Properties that already have an offer can be disheartening when you think you’ve found the perfect house, but not all is lost.
There are thousands of properties in the UK that are listed on a number of property websites. Many properties are listed through Estate Agents, with these companies listing properties in as many places as they can.
This kind of foot traffic is sure to get a property noticed, especially if the property is a good deal for the area that it’s located. Anyone on the property ladder will quickly jump on a house if they believe that it’s a bargain.
However, there’s nothing more disheartening than seeing a property that is absolutely perfect, saving it to come back to it later, and then seeing that someone has swiped it out from underneath you. The moment that “under offer” banner goes up, all seems lost.
But it’s not quite that simple! Properties that are under offer haven’t gone through the full sales process, and they may end up back on the market if the original offer falls though.

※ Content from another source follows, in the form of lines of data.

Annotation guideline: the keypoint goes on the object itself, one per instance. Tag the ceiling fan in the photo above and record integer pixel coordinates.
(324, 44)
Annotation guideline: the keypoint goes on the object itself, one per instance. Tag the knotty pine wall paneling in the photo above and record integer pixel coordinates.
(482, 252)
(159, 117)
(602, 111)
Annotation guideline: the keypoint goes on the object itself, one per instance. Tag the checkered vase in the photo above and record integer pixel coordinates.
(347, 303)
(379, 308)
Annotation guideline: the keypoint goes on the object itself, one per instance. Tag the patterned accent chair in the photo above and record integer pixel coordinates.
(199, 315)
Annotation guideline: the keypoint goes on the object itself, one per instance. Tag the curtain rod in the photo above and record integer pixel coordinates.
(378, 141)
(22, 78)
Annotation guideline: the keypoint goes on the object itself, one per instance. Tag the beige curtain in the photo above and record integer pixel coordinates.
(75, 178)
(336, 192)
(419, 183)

Can I still make an offer?
Certainly, and you should! It’s very rare that any one house on the housing market gets just one offer while it’s up for sale. The owner of the property can choose when to stop letting offers through, which they will relay to their estate agent so that they can make a choice on current offers.
A property that is under offer is just one that has had at least one offer that the owner of the property is considering. The house is still up for sale until the estate agent takes it down or the owner of the property sells it to someone.
However, the seller cannot accept any other offers until they dismiss any that they have accepted. They may accept a second offer if the first one is rejected or falls through.
Similarly, “sold STC” (sold, subject to contract) properties can also end up back on the market if the terms of the contract are not met.
Why do offers get rejected?
Low offers are likely the biggest reason. A lot of homeowners are in a certain mindset when they sell their property, and they want to get as much money as possible for it. They might have been given a ballpark figure by a friend or an “expert”, and this can lead to rejections.
The good news for a buyer here is that a rejected offer means that you can step in and try to beat out that first buyer.
Other times your offer might be rejected if the seller feels that you’re asking too much of them. This happens in the case that repairs are required, usually after a survey has been completed.